Trends in Philanthropy: Corporate Giving Circles Spark Global Citizenry
In a recent edition of Alliance magazine, the Ford Foundation’s Chris Cardona heralded “participatory philanthropy” as a philanthropic practice of particular popularity given its inclusive and collegial nature.
“People are becoming distrustful of established institutions, including foundations, and are demanding greater accountability and transparency,” he wrote. “Across sectors, elite-driven, top-down decision-making is increasingly viewed with suspicion, if not outright hostility.”
Indeed, a Program Officer for Philanthropy, Cardona is committed to “improv(ing) philanthropic practice—in our own organization and the broader field—with a special emphasis on making it more equitable and inclusive.” These are principles that we at FSD share.

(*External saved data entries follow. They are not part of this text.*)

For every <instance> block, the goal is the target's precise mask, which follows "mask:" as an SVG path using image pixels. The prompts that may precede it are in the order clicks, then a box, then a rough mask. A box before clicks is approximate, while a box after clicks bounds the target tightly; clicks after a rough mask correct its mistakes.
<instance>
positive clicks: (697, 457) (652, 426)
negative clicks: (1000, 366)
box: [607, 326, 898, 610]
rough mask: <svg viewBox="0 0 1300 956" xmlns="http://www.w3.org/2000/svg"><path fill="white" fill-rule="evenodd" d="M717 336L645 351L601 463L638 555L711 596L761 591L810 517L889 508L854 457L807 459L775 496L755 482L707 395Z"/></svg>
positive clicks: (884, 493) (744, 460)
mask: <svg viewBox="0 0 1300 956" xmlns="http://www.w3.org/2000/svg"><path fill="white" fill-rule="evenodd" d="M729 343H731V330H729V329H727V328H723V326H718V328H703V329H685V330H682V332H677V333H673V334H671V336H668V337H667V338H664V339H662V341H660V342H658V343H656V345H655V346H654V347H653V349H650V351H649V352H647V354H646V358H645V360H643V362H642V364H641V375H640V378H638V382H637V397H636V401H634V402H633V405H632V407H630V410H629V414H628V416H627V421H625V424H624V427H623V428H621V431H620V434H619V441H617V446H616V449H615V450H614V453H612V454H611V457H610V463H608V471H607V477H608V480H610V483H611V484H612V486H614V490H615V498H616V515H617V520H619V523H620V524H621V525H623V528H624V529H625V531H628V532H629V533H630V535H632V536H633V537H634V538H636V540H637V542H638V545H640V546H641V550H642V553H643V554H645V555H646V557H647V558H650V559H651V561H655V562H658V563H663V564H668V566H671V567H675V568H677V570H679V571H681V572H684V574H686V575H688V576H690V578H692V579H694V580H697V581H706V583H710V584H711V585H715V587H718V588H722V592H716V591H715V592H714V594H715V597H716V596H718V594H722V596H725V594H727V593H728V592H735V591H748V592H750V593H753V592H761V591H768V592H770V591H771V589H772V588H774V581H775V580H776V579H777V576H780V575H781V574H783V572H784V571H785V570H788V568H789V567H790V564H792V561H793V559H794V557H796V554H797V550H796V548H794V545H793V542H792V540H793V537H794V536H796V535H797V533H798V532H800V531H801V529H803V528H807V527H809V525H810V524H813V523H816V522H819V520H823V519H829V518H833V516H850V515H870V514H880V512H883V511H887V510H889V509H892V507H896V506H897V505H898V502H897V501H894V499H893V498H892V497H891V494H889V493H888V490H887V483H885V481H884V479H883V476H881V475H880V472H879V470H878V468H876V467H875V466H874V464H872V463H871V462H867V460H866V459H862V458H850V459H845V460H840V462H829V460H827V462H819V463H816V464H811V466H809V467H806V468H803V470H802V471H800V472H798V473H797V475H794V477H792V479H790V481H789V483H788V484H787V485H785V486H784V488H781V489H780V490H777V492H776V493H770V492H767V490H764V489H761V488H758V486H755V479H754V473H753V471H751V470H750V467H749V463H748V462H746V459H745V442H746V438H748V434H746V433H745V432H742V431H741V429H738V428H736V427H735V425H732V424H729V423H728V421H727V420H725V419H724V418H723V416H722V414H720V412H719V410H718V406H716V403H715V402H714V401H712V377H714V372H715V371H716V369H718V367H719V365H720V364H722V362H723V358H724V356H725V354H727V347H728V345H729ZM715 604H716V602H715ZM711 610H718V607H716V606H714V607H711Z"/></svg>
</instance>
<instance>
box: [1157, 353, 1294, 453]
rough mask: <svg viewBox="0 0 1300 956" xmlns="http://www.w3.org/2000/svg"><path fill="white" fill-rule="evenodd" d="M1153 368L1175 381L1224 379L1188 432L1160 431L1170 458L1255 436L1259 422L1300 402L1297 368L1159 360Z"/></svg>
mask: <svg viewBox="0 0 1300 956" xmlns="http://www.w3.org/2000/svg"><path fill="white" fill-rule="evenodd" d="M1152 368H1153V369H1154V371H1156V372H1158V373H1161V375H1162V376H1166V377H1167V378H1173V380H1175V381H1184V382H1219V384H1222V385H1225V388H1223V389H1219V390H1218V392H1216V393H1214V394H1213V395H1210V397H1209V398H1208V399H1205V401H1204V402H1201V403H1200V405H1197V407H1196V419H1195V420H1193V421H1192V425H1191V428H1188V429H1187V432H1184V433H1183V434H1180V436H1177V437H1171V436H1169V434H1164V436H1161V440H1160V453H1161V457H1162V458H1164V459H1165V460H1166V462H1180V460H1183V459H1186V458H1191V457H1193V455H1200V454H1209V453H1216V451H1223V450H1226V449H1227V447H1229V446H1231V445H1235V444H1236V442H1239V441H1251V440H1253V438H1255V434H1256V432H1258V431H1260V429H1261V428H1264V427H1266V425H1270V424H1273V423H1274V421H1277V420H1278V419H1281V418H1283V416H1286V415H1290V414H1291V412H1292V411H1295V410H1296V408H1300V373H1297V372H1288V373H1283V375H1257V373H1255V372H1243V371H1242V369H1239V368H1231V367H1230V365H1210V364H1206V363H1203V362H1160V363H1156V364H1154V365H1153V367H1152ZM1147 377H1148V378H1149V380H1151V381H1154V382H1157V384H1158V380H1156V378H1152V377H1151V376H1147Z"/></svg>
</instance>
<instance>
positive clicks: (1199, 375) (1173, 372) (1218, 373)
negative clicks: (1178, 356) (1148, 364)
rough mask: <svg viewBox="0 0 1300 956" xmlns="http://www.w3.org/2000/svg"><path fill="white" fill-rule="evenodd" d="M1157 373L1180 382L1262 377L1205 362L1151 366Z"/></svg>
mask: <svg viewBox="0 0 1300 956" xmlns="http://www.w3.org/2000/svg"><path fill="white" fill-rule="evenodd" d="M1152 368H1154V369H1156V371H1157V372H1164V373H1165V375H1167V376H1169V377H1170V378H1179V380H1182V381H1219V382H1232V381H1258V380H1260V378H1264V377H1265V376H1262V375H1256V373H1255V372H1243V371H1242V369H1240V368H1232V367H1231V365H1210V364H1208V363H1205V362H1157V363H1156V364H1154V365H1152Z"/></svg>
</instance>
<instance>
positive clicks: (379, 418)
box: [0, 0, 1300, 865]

In many ways, Giving Circles are a philanthropic idea whose time has come. “We knew there was a large group of people who wanted to support our work, but who didn’t have the time or resources to travel abroad,” said Julia Smith, FSD’s Development Lead. “Giving Circles allow people to be involved in building communities from afar—and see exactly where their money is going.”
In 2018, we look forward to expanding our successful Giving Circles launch with corporate entities and individuals alike. Splunk, Inc., the high-profile San Francisco software firm, just introduced its second Giving Circle cycle to support our international work. With an entry contribution of $100, Splunk employees will meet to review FSD’s current projects at our six global sites, then decide which one to fund. During the three-month giving cycle, members can increase their personal contributions, elicit donations through their social networks (online and in-person), and/or host special giving events. “Giving circles are an important tool in Splunk’s suite of community-based giving strategies,” says Corey Marshall, Splunk4Good Director, Splunk. “These provide a new and interesting way for Splunk employees to engage in collaborative giving, decide as a team what projects are important to them and determine where they think their money will have the most impact."